This video shows you how to BBQ chicken in less than 12 minutes. Add the navy bean salad as part of the cooking process or serve cold on the side. Step-by-step instructions include how to roast peppers and cutting basil into ribbons for a great presentation.
- Coconut oil
- 4 cups of cooked navy beans or 2 cans navy beans, rinsed and drained
- 1 lb tomatoes, chopped
- ½ cup basil, chopped + about 15 leaves for garnish
- 10 oz feta cheese, crumbled
- 1 lb zucchini, cut into ¼ inch slices
- 3-4 roasted red pepper or 2 jars roasted red peppers, drained
- 4 4 oz. boneless chicken breasts
- Heat grill.
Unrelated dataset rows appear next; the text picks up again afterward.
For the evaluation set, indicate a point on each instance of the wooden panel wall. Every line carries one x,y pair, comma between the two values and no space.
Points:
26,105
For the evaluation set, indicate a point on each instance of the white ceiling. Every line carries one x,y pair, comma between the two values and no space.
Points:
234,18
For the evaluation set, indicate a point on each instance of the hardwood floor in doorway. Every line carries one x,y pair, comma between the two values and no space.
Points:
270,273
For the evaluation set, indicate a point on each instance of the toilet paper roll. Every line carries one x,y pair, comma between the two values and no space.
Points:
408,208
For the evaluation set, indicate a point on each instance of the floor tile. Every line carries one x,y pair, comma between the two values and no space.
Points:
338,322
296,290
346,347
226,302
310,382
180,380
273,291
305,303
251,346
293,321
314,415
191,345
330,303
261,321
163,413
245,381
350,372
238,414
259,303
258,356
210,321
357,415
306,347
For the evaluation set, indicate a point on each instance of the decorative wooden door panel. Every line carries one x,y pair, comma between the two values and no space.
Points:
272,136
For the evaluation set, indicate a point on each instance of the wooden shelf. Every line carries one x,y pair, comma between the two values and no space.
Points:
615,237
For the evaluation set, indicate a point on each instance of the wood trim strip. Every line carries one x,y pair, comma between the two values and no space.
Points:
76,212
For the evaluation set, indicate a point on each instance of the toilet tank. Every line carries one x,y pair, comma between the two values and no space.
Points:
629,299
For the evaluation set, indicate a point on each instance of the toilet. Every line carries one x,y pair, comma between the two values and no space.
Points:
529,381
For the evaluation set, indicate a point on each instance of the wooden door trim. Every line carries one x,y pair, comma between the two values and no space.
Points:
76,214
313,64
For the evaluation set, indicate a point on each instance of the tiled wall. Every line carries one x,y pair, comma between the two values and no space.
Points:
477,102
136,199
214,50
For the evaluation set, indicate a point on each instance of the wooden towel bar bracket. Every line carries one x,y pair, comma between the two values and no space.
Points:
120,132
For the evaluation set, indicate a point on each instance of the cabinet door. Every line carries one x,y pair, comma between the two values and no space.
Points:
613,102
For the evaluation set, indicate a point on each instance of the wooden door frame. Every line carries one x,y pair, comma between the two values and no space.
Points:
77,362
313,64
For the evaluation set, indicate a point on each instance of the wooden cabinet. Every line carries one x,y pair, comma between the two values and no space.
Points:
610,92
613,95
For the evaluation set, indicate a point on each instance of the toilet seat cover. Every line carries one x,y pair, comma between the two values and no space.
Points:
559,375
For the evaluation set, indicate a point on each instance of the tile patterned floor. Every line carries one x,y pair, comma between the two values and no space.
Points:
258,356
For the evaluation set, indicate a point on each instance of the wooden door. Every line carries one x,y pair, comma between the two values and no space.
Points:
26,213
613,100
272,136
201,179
Fold four 18 inch long pieces of foil in half; unfold and using a paper towel wipe the inside of the foil with coconut oil.
- Mix together beans, tomatoes, chopped basil, ½ of feta in a bowl.
- Place ¼ cup of the mixture in the center of each piece of foil. Top with ¼ of the zucchini slices, ¼ of red peppers, and ¼ of the remaining feta.
- Place chicken breasts to side of mixture.
- Fold foil to close and crimp to seal. Place on grill, close lid, and cook until packets are puffed / about 12 minutes.
- Carefully cut foil to open. Can be served in foil packet.